Presentazione team Repsol Honda 2010
In questi giorni si stanno susseguendo le presentazioni dei team che prenderanno parte al campionato motogp 2010. E non potrebbe essere altrimenti, visto che le ostilità inizieranno ufficialmente tra meno di un mese. Sabato peraltro è stato presentato presso il “Palacio de Deportes de Madrid” il team Repsol Honda. Per l’occasione era presente (a parte i vertici della scuderia) il solo Daniel Pedrosa, vista l’assenza di Andrea Dovizioso a causa di una brutta influenza. Momento principe della serata è stata la prima comparsa della nuova RC212V 2010, che è stata calata dal cielo in un trionfo di musiche e luci.
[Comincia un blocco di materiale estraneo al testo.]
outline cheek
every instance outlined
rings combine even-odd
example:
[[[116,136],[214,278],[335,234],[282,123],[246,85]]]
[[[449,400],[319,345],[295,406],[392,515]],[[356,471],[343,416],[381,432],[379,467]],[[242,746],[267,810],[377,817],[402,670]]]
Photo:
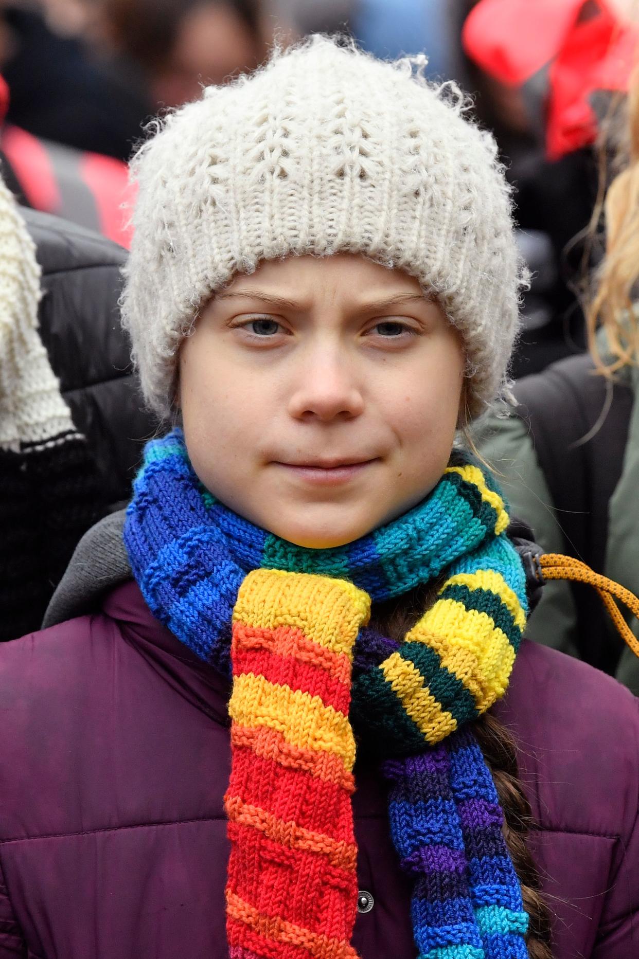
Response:
[[[251,429],[253,405],[241,380],[232,376],[205,338],[185,342],[179,363],[179,400],[187,448],[196,472],[206,481],[216,463],[232,462],[240,437]],[[206,474],[206,479],[202,474]]]

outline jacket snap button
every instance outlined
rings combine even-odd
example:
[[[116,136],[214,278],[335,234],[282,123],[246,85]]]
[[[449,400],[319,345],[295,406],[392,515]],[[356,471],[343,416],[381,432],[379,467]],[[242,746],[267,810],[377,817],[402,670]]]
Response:
[[[358,912],[370,912],[373,907],[374,900],[370,893],[367,892],[366,889],[360,889],[357,894],[357,911]]]

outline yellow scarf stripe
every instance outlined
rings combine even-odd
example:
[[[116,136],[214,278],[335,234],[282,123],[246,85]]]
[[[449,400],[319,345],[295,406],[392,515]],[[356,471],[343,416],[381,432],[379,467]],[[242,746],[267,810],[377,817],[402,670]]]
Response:
[[[345,579],[282,570],[253,570],[245,577],[233,622],[256,629],[292,626],[313,643],[352,661],[360,626],[368,621],[370,597]]]
[[[434,745],[457,729],[457,720],[424,687],[424,677],[410,660],[394,652],[380,668],[427,742]]]
[[[467,610],[455,599],[439,599],[407,634],[407,643],[423,643],[441,666],[463,683],[484,713],[504,694],[515,650],[487,613]]]
[[[267,726],[300,749],[336,753],[351,772],[355,762],[355,739],[348,717],[320,696],[301,690],[270,683],[252,672],[236,676],[228,714],[241,726]]]
[[[521,603],[501,573],[495,570],[478,570],[477,573],[458,573],[447,579],[439,590],[441,593],[447,586],[467,586],[469,590],[490,590],[502,600],[519,629],[526,627],[526,613]]]
[[[485,484],[485,480],[484,479],[484,474],[478,466],[473,466],[471,463],[466,463],[465,466],[448,466],[445,473],[459,473],[462,480],[466,482],[472,483],[477,486],[478,490],[482,494],[482,499],[485,503],[487,503],[497,513],[497,521],[495,523],[495,535],[499,536],[508,528],[508,525],[510,522],[509,514],[506,512],[504,506],[504,501],[502,500],[499,493],[495,493],[494,490],[488,489]]]

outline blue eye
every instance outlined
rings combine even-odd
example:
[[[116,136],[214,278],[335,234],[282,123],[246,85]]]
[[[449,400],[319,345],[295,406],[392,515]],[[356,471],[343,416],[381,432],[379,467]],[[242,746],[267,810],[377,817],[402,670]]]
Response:
[[[264,319],[252,319],[247,326],[258,337],[272,337],[279,330],[279,323],[268,316]]]
[[[406,327],[403,323],[397,323],[393,320],[386,320],[386,322],[378,323],[375,326],[375,330],[382,337],[400,337],[402,333],[406,332]]]

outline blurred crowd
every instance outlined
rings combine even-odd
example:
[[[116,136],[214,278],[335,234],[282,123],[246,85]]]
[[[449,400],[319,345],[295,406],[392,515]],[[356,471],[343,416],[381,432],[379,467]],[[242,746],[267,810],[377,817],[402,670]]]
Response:
[[[353,35],[428,57],[498,139],[533,281],[514,374],[585,346],[604,119],[627,83],[632,0],[2,0],[3,171],[24,205],[127,246],[127,161],[158,112],[254,69],[273,42]],[[612,40],[611,40],[612,38]]]

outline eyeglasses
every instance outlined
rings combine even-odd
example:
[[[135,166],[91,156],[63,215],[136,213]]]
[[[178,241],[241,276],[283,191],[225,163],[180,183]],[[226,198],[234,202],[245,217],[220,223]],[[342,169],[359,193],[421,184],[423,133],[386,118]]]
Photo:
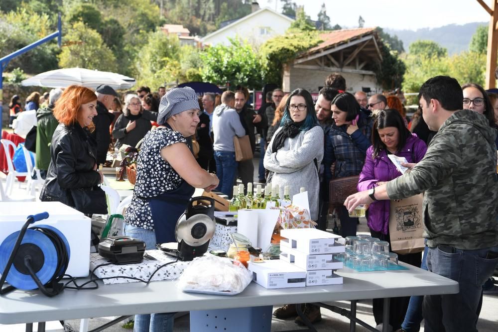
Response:
[[[469,106],[471,103],[474,103],[475,106],[481,106],[484,104],[484,99],[479,97],[474,99],[464,98],[464,106]]]
[[[382,103],[382,101],[377,102],[376,103],[374,103],[374,104],[367,104],[367,106],[368,106],[369,107],[374,107],[374,105],[376,105],[379,103]]]
[[[297,111],[300,112],[302,112],[306,109],[306,106],[304,104],[300,104],[297,105],[295,105],[293,104],[291,104],[289,105],[289,111]]]

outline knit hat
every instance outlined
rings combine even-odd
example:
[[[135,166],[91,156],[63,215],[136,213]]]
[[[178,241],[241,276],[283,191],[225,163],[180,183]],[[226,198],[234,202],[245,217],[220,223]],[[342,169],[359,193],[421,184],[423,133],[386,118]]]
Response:
[[[157,123],[164,124],[172,115],[188,110],[200,110],[199,100],[192,88],[176,88],[166,93],[159,104]]]

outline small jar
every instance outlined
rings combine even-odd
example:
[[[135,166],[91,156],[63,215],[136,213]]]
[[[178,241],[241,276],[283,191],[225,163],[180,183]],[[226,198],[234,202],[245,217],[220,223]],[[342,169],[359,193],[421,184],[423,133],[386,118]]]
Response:
[[[248,267],[248,262],[250,260],[250,256],[249,252],[246,250],[241,250],[236,254],[234,259],[244,264],[244,266]]]
[[[227,257],[229,258],[235,259],[235,255],[237,254],[237,247],[238,247],[239,250],[242,251],[248,251],[248,247],[247,245],[244,245],[244,244],[241,244],[240,243],[237,244],[237,246],[235,246],[235,244],[232,243],[230,244],[230,246],[228,248],[228,250],[227,251]]]

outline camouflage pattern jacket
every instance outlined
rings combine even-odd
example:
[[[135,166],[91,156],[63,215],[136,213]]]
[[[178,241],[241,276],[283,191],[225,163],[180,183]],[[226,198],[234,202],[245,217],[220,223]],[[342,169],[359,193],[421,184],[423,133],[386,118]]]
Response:
[[[412,171],[387,184],[391,199],[425,192],[424,237],[431,247],[471,250],[498,244],[497,130],[469,110],[443,123]]]

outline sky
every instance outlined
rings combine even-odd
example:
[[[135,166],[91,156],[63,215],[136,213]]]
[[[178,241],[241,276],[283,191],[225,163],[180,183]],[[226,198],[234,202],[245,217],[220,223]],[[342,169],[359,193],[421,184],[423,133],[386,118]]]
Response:
[[[491,7],[492,0],[484,0]],[[279,0],[258,0],[260,7],[281,11]],[[304,5],[304,11],[316,20],[322,3],[332,25],[358,27],[360,15],[366,27],[380,26],[395,29],[416,30],[452,23],[489,22],[490,14],[477,0],[293,0]]]

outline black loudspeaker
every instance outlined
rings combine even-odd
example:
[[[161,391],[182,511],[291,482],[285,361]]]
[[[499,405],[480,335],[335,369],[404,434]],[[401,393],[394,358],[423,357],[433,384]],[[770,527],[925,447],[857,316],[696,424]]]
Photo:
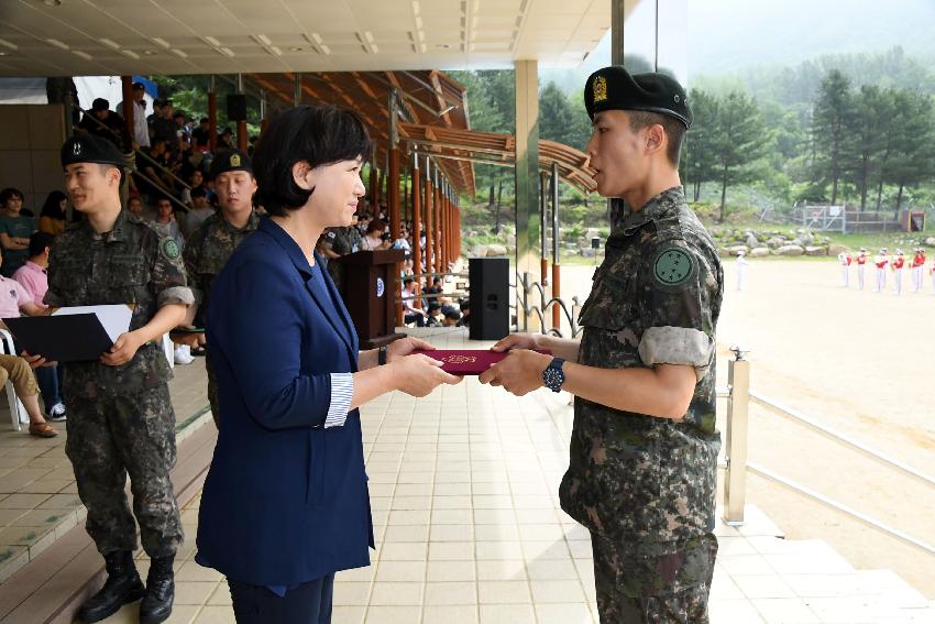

Pare però che i cronisti si siano concentrati maggiormente sulle dichiarazioni rilasciate dai vari esponenti del team nel corso della serata. Del resto c’era grande curiosità a tal proposito, visto che la prossima stagione sarà davvero cruciale per la compagine giapponese. Un altro anno di insuccessi potrebbe infatti propiziare una vera rivoluzione tecnica in vista del campionato motogp 2011.
 
Di questo è consapevole lo stesso Pedrosa, che ha però rassicurato tutti circa il proprio stato di forma.”In generale, quest’inverno è stato decisamente più positivo di quelli passati -ha detto Dani- e ho potuto allenarmi molto fisicamente. Ho anche avuto modo di preparare la mia moto a livello di messa a punto e stiamo facendo bene. Avremo ancora un test e cercheremo di sfruttarlo al massimo prima di iniziare il mondiale“.
 
Più diretto invece Andrea Dovizioso, che mediante un messaggio inviato dalla sua residenza ha parlato senza fronzoli delle ambizioni del team. “Il nostro obiettivo è essere competitivi fin dalla prima gara -ha chiosato il Dovi- Tutti vogliamo vedere le moto Repsol Honda lottare davanti ogni domenica e abbiamo lavorato duramente perché questo accada. Honda ha megliorato la moto in tutti gli aspetti e noi ci siamo allenati, oltre a dare indicazioni per lo sviluppo della RC212V 2010. Sappiamo che non sarà facile, ma faremo di tutto per essere i più rapidi ad ogni GP“.